Teknik yang dipakai penulis dalam pengumpulan data adalah pengumpulan data primer dan
pengumpulan data skunder:

a. Data Primer

Menurut Sugiyono (2018) data primer yaitu sumber data yang langsung memberikan data kepada
pengumpulan data. Data primer adalah data yang diperoleh atau di dapat dengan melakukan penelitian
secara langsung yaitu dengan wawancara atau interview secara langsung di lapangan. Data primer juga
dapat dilakukan peneliti dengan memberikan atau menyebar kuesuioner tentang pencegahan stunting
pada balita.

b. Data Sekunder

Menurut Sugiyono (20180 data sekunder yaitu sumber data yang tidak langgsung memberikan
data kepada pengumpulan data, misalnya lewat dokumen. data sekunder adalah data kepustakaan yang
dapat dari berbagai literature dan referensi sebagai data awal yang diperlukan dalam penelitian
dilapangan untuk mengkaji masalah yang di teliti.

3.3. Metode Analisis

Menururt Moleong (2000:103) mengartikan analisis data sebagai proses mengorganisasikan dan
mengurutkan data ke dalam pola, kategori dan uraian dasar, sehingga dapat ditemukan tema dan dapat
dirumuskan proposisinya. Analisa data dalam penelitian kualitatf dilakukan sejak sebelum memasuki
lapangan, selama dilapangan dan setelah selesai dilapangan analisa data sebelum dilapangan dilakukan

15
terhadap data hasil studi pendahuluan atau data sekunder yang digunakan untuk menentukan fokus
penelitian akan tetapi masih bersifat semntara dan akan berkembang selama penelitian berada
dilapangan, kemudian analisa data selama dilapangan dilakukan pada saat pengumpulan data berlasung
dan setelah selesai pengumpulan data periode tertentu.
Proses analisis data yang digunakan dalam penelitian ini adalah teknik analisis data yang
dikembangkan oleh Bogdan dan Biklen (Moleong, 2000 : 190):

Proses analisis data di atas, terdiri dari beberapa tahap, yaitu:


1. Pengumpulan Data : Mengumpulkan data adalah pekerjaan yang sangat sukar, diperlukan
kecermatan, ketelitian, kehati – hatian dan kemurnian dari data itu. Setelah data – data terkumpul
dari berbagai sumber, maka peneliti akan mempelajari dan menelaah data tersebut.

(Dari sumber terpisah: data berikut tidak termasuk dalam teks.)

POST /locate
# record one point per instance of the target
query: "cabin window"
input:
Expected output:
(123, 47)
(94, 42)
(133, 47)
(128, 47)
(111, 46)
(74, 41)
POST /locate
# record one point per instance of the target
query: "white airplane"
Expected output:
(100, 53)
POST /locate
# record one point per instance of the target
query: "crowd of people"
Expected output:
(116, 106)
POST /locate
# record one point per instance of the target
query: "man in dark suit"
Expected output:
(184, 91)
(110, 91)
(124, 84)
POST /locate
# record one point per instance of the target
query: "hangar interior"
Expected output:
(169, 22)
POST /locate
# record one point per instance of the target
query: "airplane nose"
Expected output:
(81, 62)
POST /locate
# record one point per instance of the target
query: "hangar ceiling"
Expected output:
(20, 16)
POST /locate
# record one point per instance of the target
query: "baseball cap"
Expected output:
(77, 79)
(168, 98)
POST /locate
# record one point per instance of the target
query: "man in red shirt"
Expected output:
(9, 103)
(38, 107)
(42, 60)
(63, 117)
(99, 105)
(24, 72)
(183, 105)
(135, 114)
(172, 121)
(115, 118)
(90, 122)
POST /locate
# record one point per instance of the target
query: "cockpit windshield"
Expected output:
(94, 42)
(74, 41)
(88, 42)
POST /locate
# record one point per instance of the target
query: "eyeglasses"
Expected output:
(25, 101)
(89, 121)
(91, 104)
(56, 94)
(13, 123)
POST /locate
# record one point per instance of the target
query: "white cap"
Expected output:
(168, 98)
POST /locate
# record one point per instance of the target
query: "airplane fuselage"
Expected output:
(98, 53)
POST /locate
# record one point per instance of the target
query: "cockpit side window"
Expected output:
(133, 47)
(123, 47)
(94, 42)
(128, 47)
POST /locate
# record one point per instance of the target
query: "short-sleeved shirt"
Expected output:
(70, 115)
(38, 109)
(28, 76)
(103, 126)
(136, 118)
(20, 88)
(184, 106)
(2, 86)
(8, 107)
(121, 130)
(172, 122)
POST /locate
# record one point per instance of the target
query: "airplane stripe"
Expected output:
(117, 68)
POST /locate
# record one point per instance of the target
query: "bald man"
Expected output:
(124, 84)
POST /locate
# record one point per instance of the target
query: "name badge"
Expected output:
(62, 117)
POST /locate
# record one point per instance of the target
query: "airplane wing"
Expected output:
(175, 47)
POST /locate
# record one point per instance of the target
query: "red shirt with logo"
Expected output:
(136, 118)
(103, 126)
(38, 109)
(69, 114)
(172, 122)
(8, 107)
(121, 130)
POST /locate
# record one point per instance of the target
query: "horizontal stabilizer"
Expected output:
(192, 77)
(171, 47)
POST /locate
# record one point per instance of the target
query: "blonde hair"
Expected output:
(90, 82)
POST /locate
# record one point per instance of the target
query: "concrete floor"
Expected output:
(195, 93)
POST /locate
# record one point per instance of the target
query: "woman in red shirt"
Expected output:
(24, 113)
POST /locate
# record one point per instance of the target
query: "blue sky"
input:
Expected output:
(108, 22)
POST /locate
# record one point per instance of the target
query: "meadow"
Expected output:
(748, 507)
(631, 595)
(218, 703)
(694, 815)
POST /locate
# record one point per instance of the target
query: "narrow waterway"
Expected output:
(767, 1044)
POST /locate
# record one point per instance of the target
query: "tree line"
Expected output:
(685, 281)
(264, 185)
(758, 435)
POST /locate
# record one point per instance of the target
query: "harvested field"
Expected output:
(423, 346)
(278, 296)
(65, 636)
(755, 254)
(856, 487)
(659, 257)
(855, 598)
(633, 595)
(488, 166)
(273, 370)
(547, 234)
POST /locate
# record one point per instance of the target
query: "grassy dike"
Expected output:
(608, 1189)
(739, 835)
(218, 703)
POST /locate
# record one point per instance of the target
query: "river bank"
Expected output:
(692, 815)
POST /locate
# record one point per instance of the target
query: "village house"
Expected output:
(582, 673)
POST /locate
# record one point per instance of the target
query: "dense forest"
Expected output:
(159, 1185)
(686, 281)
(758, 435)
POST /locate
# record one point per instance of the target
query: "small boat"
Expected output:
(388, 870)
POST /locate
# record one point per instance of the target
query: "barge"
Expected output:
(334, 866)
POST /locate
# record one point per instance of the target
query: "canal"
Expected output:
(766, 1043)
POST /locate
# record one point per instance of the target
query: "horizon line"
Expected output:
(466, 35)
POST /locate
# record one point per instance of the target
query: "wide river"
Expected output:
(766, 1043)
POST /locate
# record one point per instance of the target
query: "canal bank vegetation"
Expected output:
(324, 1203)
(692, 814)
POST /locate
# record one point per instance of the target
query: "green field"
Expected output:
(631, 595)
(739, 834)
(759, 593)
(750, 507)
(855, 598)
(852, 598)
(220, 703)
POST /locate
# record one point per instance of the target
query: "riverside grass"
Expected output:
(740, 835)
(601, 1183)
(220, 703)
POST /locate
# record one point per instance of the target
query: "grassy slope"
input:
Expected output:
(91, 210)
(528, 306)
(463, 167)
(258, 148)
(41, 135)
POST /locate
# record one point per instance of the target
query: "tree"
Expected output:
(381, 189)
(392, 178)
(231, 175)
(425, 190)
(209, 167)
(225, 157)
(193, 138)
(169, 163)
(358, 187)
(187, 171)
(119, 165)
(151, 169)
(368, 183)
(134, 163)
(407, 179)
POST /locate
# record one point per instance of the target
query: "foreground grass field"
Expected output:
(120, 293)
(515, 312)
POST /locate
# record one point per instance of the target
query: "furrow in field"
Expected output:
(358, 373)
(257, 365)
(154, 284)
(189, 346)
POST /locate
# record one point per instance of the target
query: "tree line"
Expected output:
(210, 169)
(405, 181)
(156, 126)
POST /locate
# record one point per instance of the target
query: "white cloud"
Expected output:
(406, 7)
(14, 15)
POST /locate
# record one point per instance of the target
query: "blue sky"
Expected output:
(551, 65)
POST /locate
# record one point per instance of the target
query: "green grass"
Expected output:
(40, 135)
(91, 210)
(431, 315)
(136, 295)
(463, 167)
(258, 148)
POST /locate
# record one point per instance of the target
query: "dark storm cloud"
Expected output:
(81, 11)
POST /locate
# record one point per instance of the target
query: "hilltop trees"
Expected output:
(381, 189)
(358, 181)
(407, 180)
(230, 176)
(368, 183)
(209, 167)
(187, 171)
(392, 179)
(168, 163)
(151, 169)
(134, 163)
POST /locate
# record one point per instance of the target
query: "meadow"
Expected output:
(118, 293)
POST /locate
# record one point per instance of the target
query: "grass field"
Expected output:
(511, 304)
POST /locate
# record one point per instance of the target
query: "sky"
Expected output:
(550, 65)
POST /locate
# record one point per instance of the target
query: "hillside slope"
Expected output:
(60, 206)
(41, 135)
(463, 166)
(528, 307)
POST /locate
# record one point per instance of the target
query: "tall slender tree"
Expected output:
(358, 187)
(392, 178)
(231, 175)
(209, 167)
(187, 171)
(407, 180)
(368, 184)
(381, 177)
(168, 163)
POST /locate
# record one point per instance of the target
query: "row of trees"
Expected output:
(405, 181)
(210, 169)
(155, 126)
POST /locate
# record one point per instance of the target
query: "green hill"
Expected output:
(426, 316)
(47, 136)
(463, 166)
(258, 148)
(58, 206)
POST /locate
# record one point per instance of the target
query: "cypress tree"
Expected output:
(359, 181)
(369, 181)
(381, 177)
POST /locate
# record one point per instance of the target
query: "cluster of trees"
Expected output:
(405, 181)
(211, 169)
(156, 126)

2. Reduksi Data : Merupakan proses meneliti, memilih dan menilai data yang sesuai dengan tema.
Reduksi data yang dilakukan dengan jalan membuat abstraksi. Abstraksi merupakan suatu usaha
membuat rangkuman yang inti, proses dan pernyataan – pernyataan yang perlu dijaga sehingga
tetap berada di dalamnya. Dengan demikian, reduksi data merupakan bentuk analisis yang
menjamin, menggolongkan, mengarahkan, membuang yang tidak perlu. Reduksi data berlangsung
secara terus menerus; bagian mana yang tidak dipakai, data mana yang diringkas serta data mana
yang cocok untuk disusun ke dalam satuan – satuan . Kemudian menyusun data yang telah
diperoleh di lapangan dari segala peristiwa.

3. Kategori Data :
Dalam tahap ini, peneliti mengedit data dengan cara memilih data mana yang dikode (coding),
mana yang tidak dipakai, data mana yang diringkas, dan data mana yang dimasukkan dalam suatu
kategori, sampai diperoleh keabsahan data.

16
BAB IV
TINJAUAN KHUSUS

4.1. Sejarah Permukiman atau Perumahan Kumuh

Pengamat Sejarah dan Budaya sekaligus Sekretaris TACB Kota Malang 2016-2020,
Agung Buana menjelaskan bahwa awalnya kawasan yang saat ini menjadi Pasar Comboran,
merupakan Stasiun Induk untuk Trem atau transportasi Kereta Api Jarak Pendek antar wilayah
Malang. Trem yang memiliki Rute Malang-Singosari dan Malang-Pakis-Tumpang tersebut,
mempunyai nama Stasiun Trem Jagalan yang ada sejak tahun 1900an awal hingga 1950an.
"Comboran itu memang dari awal bukan didesain sebagai pasar. Kita harus ingat bahwa dulu
Malang punya Trem yang bisa disebut Komuter," ujar Agung kepada TIMES Indonesia.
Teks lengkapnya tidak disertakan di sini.